Later that year, when Gardner’s office tried to walk back her previous failure to comply, the judge again made clear that “this didn’t just happen once. This is consistent behavior,” and that he thought that Gardner and her office were “attempting to obfuscate this process.”
Judge Disqualifies Gardner, Citing ‘Prosecution for Political Purposes’
And then there’s Gardner’s mishandling of the Mark and Patricia McCloskey cases.
Who can forget the images of the couple standing on their property, each wielding a gun, as Black Lives Matter protesters trespassed into their gated neighborhood and approached their house on their way to the home of the St. Louis mayor? Gardner charged the couple with unlawful use of weapons as well as evidence tampering.
Unfortunately, she also sought to use the case for political gain, and even sent two fundraising emails touting her prosecution of the McCloskeys.
As a result, the judge handling Mark McCloskey’s case disqualified her from handling his prosecution, saying that her fundraising emails gave the appearance that she had “initiated a criminal prosecution for political purposes.” She was later disqualified from Patricia McCloskey’s case, too.
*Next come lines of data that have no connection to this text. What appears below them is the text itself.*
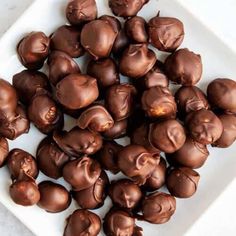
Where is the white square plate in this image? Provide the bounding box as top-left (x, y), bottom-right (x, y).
top-left (0, 0), bottom-right (236, 236)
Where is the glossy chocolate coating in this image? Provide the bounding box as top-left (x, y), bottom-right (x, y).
top-left (148, 16), bottom-right (184, 52)
top-left (66, 0), bottom-right (97, 25)
top-left (50, 25), bottom-right (84, 57)
top-left (36, 137), bottom-right (69, 179)
top-left (212, 115), bottom-right (236, 148)
top-left (120, 44), bottom-right (156, 78)
top-left (166, 137), bottom-right (209, 169)
top-left (56, 74), bottom-right (99, 110)
top-left (165, 48), bottom-right (202, 86)
top-left (28, 91), bottom-right (64, 134)
top-left (63, 156), bottom-right (102, 191)
top-left (73, 171), bottom-right (109, 209)
top-left (7, 148), bottom-right (39, 179)
top-left (185, 109), bottom-right (223, 145)
top-left (38, 181), bottom-right (71, 213)
top-left (63, 209), bottom-right (101, 236)
top-left (149, 119), bottom-right (186, 153)
top-left (166, 167), bottom-right (200, 198)
top-left (81, 20), bottom-right (117, 60)
top-left (142, 86), bottom-right (177, 118)
top-left (105, 84), bottom-right (136, 121)
top-left (118, 145), bottom-right (157, 185)
top-left (207, 79), bottom-right (236, 114)
top-left (125, 16), bottom-right (148, 43)
top-left (47, 51), bottom-right (80, 85)
top-left (77, 105), bottom-right (114, 132)
top-left (109, 179), bottom-right (142, 209)
top-left (53, 127), bottom-right (102, 157)
top-left (17, 32), bottom-right (50, 70)
top-left (142, 192), bottom-right (176, 224)
top-left (12, 70), bottom-right (50, 105)
top-left (87, 58), bottom-right (120, 88)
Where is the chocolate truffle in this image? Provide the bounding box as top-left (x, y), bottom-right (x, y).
top-left (56, 74), bottom-right (99, 110)
top-left (165, 48), bottom-right (202, 86)
top-left (109, 179), bottom-right (142, 209)
top-left (166, 167), bottom-right (200, 198)
top-left (212, 115), bottom-right (236, 148)
top-left (166, 137), bottom-right (209, 169)
top-left (148, 14), bottom-right (184, 52)
top-left (125, 16), bottom-right (148, 43)
top-left (72, 171), bottom-right (109, 209)
top-left (63, 209), bottom-right (101, 236)
top-left (120, 44), bottom-right (156, 78)
top-left (47, 51), bottom-right (80, 85)
top-left (17, 32), bottom-right (50, 70)
top-left (185, 109), bottom-right (223, 145)
top-left (12, 70), bottom-right (50, 105)
top-left (109, 0), bottom-right (149, 18)
top-left (105, 84), bottom-right (136, 121)
top-left (207, 79), bottom-right (236, 114)
top-left (7, 148), bottom-right (39, 179)
top-left (36, 137), bottom-right (69, 179)
top-left (81, 20), bottom-right (117, 60)
top-left (53, 127), bottom-right (102, 157)
top-left (63, 156), bottom-right (102, 191)
top-left (142, 86), bottom-right (177, 118)
top-left (87, 58), bottom-right (120, 88)
top-left (118, 145), bottom-right (158, 185)
top-left (142, 192), bottom-right (176, 224)
top-left (66, 0), bottom-right (97, 25)
top-left (77, 105), bottom-right (114, 132)
top-left (149, 119), bottom-right (186, 153)
top-left (28, 90), bottom-right (64, 134)
top-left (96, 141), bottom-right (122, 174)
top-left (38, 181), bottom-right (71, 213)
top-left (50, 25), bottom-right (84, 57)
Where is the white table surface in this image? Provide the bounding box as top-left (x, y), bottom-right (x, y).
top-left (0, 0), bottom-right (236, 236)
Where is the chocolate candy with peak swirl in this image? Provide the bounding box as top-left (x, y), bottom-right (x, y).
top-left (166, 137), bottom-right (209, 169)
top-left (72, 171), bottom-right (109, 209)
top-left (56, 74), bottom-right (99, 110)
top-left (166, 167), bottom-right (200, 198)
top-left (36, 137), bottom-right (69, 179)
top-left (165, 48), bottom-right (202, 86)
top-left (53, 127), bottom-right (102, 157)
top-left (77, 105), bottom-right (114, 132)
top-left (207, 79), bottom-right (236, 114)
top-left (66, 0), bottom-right (97, 25)
top-left (7, 148), bottom-right (39, 179)
top-left (37, 181), bottom-right (71, 213)
top-left (28, 90), bottom-right (64, 134)
top-left (212, 115), bottom-right (236, 148)
top-left (120, 44), bottom-right (156, 78)
top-left (81, 20), bottom-right (118, 60)
top-left (105, 84), bottom-right (137, 121)
top-left (185, 109), bottom-right (223, 145)
top-left (17, 32), bottom-right (50, 70)
top-left (109, 179), bottom-right (142, 209)
top-left (50, 25), bottom-right (84, 57)
top-left (142, 192), bottom-right (176, 224)
top-left (64, 209), bottom-right (101, 236)
top-left (142, 86), bottom-right (177, 118)
top-left (149, 119), bottom-right (186, 153)
top-left (87, 58), bottom-right (120, 88)
top-left (63, 156), bottom-right (102, 191)
top-left (117, 144), bottom-right (158, 185)
top-left (148, 14), bottom-right (184, 52)
top-left (47, 51), bottom-right (80, 85)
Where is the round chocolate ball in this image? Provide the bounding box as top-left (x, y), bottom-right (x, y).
top-left (165, 48), bottom-right (202, 86)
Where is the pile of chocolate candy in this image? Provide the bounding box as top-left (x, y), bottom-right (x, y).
top-left (0, 0), bottom-right (236, 236)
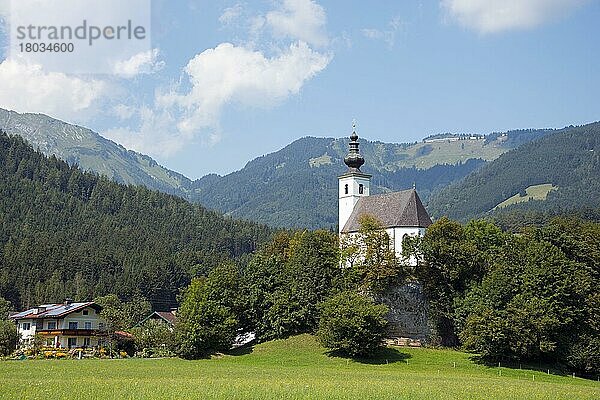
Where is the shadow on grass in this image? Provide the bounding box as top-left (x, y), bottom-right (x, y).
top-left (325, 347), bottom-right (412, 365)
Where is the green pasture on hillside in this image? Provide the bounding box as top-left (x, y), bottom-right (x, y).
top-left (0, 335), bottom-right (600, 400)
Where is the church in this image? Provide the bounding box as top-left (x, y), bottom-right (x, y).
top-left (338, 126), bottom-right (431, 345)
top-left (338, 125), bottom-right (431, 257)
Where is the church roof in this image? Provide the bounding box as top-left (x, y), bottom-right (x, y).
top-left (342, 189), bottom-right (431, 233)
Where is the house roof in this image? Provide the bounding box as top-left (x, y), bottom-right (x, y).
top-left (9, 301), bottom-right (102, 319)
top-left (136, 311), bottom-right (177, 326)
top-left (342, 189), bottom-right (431, 233)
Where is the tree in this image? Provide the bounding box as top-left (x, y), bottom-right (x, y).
top-left (0, 297), bottom-right (11, 321)
top-left (0, 319), bottom-right (19, 356)
top-left (175, 278), bottom-right (238, 359)
top-left (131, 319), bottom-right (173, 357)
top-left (459, 237), bottom-right (592, 360)
top-left (317, 291), bottom-right (388, 357)
top-left (244, 230), bottom-right (342, 340)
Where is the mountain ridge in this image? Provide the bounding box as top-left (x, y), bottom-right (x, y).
top-left (0, 109), bottom-right (553, 228)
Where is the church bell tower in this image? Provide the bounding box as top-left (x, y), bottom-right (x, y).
top-left (338, 124), bottom-right (371, 233)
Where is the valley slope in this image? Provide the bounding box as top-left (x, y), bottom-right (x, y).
top-left (428, 122), bottom-right (600, 220)
top-left (0, 109), bottom-right (552, 228)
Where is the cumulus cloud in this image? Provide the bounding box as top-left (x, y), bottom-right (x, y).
top-left (441, 0), bottom-right (587, 34)
top-left (362, 16), bottom-right (402, 48)
top-left (104, 42), bottom-right (330, 157)
top-left (113, 49), bottom-right (165, 78)
top-left (219, 3), bottom-right (244, 25)
top-left (0, 60), bottom-right (111, 121)
top-left (265, 0), bottom-right (329, 46)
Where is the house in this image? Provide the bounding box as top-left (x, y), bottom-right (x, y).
top-left (338, 123), bottom-right (431, 261)
top-left (136, 310), bottom-right (177, 328)
top-left (9, 300), bottom-right (106, 348)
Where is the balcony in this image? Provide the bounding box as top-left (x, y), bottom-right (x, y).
top-left (36, 329), bottom-right (106, 336)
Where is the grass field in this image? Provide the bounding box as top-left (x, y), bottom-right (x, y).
top-left (494, 183), bottom-right (558, 210)
top-left (0, 335), bottom-right (600, 400)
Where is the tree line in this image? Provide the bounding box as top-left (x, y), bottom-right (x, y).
top-left (162, 218), bottom-right (600, 374)
top-left (0, 133), bottom-right (273, 310)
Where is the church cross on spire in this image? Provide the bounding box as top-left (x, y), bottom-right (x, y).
top-left (344, 120), bottom-right (365, 172)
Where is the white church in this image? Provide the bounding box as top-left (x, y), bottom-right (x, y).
top-left (338, 126), bottom-right (431, 257)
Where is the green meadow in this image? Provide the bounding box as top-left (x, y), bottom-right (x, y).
top-left (0, 335), bottom-right (600, 400)
top-left (494, 183), bottom-right (558, 209)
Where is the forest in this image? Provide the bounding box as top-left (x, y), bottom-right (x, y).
top-left (0, 133), bottom-right (273, 310)
top-left (165, 214), bottom-right (600, 375)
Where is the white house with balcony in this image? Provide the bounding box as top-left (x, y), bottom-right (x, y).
top-left (9, 301), bottom-right (106, 348)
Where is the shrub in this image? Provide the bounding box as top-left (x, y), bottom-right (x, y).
top-left (317, 291), bottom-right (388, 357)
top-left (175, 279), bottom-right (238, 359)
top-left (0, 320), bottom-right (19, 356)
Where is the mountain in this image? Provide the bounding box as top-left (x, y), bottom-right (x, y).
top-left (0, 133), bottom-right (272, 310)
top-left (428, 122), bottom-right (600, 220)
top-left (0, 108), bottom-right (191, 196)
top-left (194, 130), bottom-right (552, 228)
top-left (0, 109), bottom-right (552, 228)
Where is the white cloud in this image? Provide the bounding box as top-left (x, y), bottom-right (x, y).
top-left (265, 0), bottom-right (329, 46)
top-left (112, 104), bottom-right (137, 120)
top-left (219, 3), bottom-right (244, 25)
top-left (361, 16), bottom-right (402, 48)
top-left (108, 42), bottom-right (331, 157)
top-left (159, 42), bottom-right (330, 136)
top-left (113, 49), bottom-right (165, 78)
top-left (0, 60), bottom-right (111, 121)
top-left (440, 0), bottom-right (587, 34)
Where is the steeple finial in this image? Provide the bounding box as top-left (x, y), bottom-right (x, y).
top-left (344, 120), bottom-right (365, 172)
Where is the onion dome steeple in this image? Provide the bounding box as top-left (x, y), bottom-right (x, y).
top-left (344, 122), bottom-right (365, 172)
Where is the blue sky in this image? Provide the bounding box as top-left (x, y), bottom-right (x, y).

Gardner appealed, but the Missouri Eastern District Court of Appeals affirmed Gardner’s removal. Still not happy with the ruling, Gardner appealed to the Missouri Supreme Court, which also affirmed her removal from the cases.
Video Appears to Contradict Gardner’s Version of Traffic Incident
And then there’s her bizarre encounter with a St. Louis police officer during a traffic stop. The officer says he pulled Gardner over—without knowing to whom the vehicle belonged at the time—because she was driving after dusk without her headlights on.
Gardner later claimed that the stop was an intimidation tactic, and that it lasted 15 minutes without the officer telling her why she had been stopped. She even summoned her own investigator to the scene.
Unfortunately for Gardner, the stop was captured on video, which appeared to tell a different story. The video shows that the stop only lasted six minutes before the officer released her. It also showed her driving with her lights off. She acknowledged this was the reason she was stopped, although she later claimed that she didn’t know why she was stopped.
This reminds us of another bizarre encounter rogue prosecutor Rachael Rollins had with a news crew that was seeking information about a parking lot incident involving Rollins. Again, the news crew’s video appeared to call into question Rollins’ version of events.
If Gardner Doesn’t Change, St. Louis Could Become America’s Murder Capital
Unfortunately, rather than acknowledging her mistakes and focusing on ways to combat the rising tide of violent crime in her city, Gardner seems to be doubling down on her failed, dangerous policies.
She attributes much of the opposition against her to racism and sexism. But competent, independent African American women elected district attorneys, like former Los Angeles District Attorney Jackie Lacey, have been able to succeed for years.
Results matter. Public safety matters. Any opposition to Gardner is more likely due to her abysmal track record as St. Louis’ chief prosecutor.
To be clear, any threats to Gardner, her family, her staff, or others are unacceptable and must be treated as such. Furthermore, racist or sexist attacks against Gardner or others have no place in our civil discourse. We condemn them, as we hope others do too.
Unfortunately, Gardner’s track record shows she is more interested in grabbing headlines and placating the big money backers of the national rogue prosecutor movement than in doing the in-the-trenches work of enforcing the law and fighting violent crime in her city.
Until she starts focusing more of her attention there and revises her dangerous pro-crime, anti-victim policies, St. Louis is likely to remain in contention for, or to be, the murder capital of the country.